When the payment of the bonus was defeated and the Marchers showed no sign of leaving Washington they were evicted by the U.S. Army. Using tear gas, tanks, and a troop of saber-wielding cavalrymen commanded by Major George S. Patton, General Douglas MacArthur eventually drove the Marchers out of Washington. The incident, which would cast a long shadow over MacArthur and Hoover, essentially ended Hoover's presidency and paved the way for Franklin D. Roosevelt and his New Deal. But the ordeal of the veteran would continue until 1935, when several hundred were sent to work on the extension of U.S. 1 into the Florida Keys. In the worst hurricane in U.S. history, nearly all of them would die. A witness named Ernest Hemingway would call their deaths murder. The Bonus was finally paid a year later and the struggle to get the Bonus became a part of the American Memory and became a cautionary tale in the passage of the GI Bill of Rights.

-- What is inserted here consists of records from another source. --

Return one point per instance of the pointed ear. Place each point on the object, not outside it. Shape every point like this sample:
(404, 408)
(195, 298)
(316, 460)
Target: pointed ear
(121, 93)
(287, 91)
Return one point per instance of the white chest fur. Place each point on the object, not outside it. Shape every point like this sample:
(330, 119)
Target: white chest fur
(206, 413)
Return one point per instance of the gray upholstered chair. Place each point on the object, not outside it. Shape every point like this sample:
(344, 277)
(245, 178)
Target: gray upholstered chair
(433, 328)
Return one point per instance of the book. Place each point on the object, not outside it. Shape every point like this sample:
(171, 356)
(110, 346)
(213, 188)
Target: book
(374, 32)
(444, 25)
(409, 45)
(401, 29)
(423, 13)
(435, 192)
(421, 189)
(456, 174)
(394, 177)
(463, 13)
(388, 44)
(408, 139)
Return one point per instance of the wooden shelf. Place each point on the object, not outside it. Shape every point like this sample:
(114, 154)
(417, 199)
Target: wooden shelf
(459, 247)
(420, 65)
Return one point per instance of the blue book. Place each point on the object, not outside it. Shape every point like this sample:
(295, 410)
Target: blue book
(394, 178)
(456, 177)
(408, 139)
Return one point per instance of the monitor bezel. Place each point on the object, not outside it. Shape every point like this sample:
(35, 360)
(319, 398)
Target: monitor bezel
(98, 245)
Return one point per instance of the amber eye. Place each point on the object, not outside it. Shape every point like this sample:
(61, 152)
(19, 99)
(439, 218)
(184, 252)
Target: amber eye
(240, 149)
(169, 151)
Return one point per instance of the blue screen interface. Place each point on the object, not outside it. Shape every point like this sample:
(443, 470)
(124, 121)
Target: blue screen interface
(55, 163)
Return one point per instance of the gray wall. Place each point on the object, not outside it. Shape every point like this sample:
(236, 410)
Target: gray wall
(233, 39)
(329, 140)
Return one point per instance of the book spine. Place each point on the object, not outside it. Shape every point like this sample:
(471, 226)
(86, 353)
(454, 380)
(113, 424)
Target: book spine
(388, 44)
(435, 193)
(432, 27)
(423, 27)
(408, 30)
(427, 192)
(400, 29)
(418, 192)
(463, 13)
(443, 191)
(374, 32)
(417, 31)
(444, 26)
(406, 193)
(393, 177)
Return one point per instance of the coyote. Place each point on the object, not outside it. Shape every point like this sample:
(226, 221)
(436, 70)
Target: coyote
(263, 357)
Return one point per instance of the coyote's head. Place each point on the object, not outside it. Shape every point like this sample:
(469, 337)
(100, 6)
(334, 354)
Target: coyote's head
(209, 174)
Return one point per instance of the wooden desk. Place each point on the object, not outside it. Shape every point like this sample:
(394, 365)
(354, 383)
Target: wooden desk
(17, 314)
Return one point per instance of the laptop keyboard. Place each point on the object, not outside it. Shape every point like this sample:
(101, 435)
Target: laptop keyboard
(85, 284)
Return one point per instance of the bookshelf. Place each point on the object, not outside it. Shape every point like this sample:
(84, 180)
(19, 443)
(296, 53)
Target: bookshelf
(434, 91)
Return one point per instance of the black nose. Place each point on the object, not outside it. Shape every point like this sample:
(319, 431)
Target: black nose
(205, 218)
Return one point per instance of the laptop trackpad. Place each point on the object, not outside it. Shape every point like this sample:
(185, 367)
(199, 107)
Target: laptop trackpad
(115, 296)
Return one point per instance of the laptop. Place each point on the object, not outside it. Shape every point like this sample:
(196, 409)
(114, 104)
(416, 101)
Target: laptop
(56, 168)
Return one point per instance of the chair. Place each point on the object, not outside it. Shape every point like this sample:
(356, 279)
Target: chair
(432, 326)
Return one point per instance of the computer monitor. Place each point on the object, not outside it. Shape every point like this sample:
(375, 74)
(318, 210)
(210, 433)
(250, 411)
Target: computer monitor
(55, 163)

As part of our research into the Bonus Army we are trying to gather as many recollections as possible on event and its effects. We are looking for eyewitness accounts, diary entries, photos, postcards and bits of family folklore. We are also looking for information on familes affected by the payment of the bonus in 1936 as well as thoughts from people with an interest in the topic.

The information and objects we are trying to locate will not only be used for our book, "The March of the Bonus Army ? A Depression Odyssey That Changed America," but also for a traveling Museum show sponsored by the City Museum of Washington, D.C. and a television documentary now being filmed by Emmy-award winning director Bob Uth and producer Glenn Marcus.We realize that this event took place in 1932 but we have already found more than a dozen witnesses to the event and are looking for more to interview and, in some cases, film.


SAMPLE:

Charles P. Greene, on the day the Bonus Army arrived in his Washington, D.C. neighborhood:

"One day we were down to the Park. There was nothing that told us kids that these Bonus Marchers were going to be in there. We noticed that people were setting up shanties down in the flats and the number of people setting up these shanties were increasing. We used to go down there and watch them build their shanties ... watch the strange way that they were cooking meals. They would get hold of a big pot and then throw everything in it and then sharing it all. Some people were sleeping in cardboard shanties and tents and what not so finally these people started getting organized. They had M.P.'s down there and the officers in charge. They had flag raising ceremonies and blew a bugle and we used to go down there and just listen to some of those guys tell stories. They would talk down there and have entertainment for the people there plus some of that entertainment was to draw people down there who could donate money or bring things to them. I remember the time they had this fellow ? a Bonus marcher ? who they buried alive down there. We would go down there to see how long he was going to be able stay underground. Couple of times they had people sitting on poles to attract people."